I would dodge the very things that made me feel just an ounce of displeasure. The boys at school who I was too afraid to reject, my reflection in the mirror from time to time, the friends I figured I was better off without, the people who would gain the power to actually hurt me.

Avoidance was better than acceptance.

Knowing something is there and turning the blind eye is so much better than paying attention to it, letting it dig it's claws inside of you and turn your life into an early onset of sleepless nights and wet pillowcases.

So, when I was twelve and my dad first started drinking, I brushed his alcoholism off as sadness. His sister had been missing and was now proclaimed dead, he was spiraling and even at that age, I kind of understood the relief that alcohol could bring. I was empathetic and hell, some nights I would even stay up with him while he cried on the dining room table, never letting the bottle go.

But, that was six years ago. I wouldn't know what it's like to lose someone you love as much as he did his sister, but I don't think he still drinks because he's mourning her. I feel for him, I do. He's my father and there's a better part of me that loves him unlike anyone else. There's a little girl living in my consciousness, she still thinks her father is one of the best people on this earth, and she could never imagine he'd do anything to hurt her family.

Unfortunately for us, we can't live off the memories of distant yesterday's.

He's not a faded memory, he's quite real, sitting across from me on the kitchen table and whining about how the coffee burnt his tongue. My mother smiles, patting his shoulder before pushing a glass of orange juice into his hand.
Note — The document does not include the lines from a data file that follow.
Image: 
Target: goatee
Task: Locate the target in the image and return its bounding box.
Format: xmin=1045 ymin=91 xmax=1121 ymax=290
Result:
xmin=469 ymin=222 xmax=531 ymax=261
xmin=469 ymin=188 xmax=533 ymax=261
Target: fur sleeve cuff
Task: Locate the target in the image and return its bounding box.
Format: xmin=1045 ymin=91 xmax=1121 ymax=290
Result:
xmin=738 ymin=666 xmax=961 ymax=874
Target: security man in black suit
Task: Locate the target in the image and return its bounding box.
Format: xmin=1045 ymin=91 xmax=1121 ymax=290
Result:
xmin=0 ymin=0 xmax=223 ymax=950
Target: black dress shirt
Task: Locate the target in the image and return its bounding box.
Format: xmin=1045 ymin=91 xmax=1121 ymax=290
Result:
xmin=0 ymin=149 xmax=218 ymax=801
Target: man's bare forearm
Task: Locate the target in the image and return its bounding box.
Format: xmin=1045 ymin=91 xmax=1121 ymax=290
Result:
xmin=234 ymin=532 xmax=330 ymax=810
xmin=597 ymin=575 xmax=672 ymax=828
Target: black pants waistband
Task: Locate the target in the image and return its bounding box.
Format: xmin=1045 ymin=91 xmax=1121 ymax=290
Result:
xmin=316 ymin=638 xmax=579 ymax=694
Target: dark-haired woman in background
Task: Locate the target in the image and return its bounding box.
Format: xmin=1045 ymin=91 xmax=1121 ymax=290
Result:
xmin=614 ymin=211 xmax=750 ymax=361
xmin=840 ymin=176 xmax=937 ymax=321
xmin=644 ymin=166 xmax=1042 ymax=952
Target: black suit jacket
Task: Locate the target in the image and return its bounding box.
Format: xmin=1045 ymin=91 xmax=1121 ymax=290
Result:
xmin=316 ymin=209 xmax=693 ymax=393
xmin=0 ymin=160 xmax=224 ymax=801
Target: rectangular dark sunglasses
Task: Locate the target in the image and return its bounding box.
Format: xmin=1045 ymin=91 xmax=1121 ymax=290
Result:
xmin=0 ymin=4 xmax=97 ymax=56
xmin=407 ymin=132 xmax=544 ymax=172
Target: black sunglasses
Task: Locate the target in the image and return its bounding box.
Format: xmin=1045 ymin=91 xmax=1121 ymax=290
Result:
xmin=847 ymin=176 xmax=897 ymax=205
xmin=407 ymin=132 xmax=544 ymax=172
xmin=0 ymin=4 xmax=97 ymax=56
I stab my sausage at the sight, undesirable anger blowing up my insides because what the hell? A few days ago she was practically sobbing, kicking him out of their room while he drunkenly stumbled somewhere else, and now they want me to think they're America's happiest marriage?

It was enraging, I was livid, even if my mother would drill into my head that it wasn't any of my business. Guess what, mom? Whatever is up with you two became my business the day you decided to have me.

"I'm going to school." I blurt out after seeing them kiss, taking my half empty plate to the counter.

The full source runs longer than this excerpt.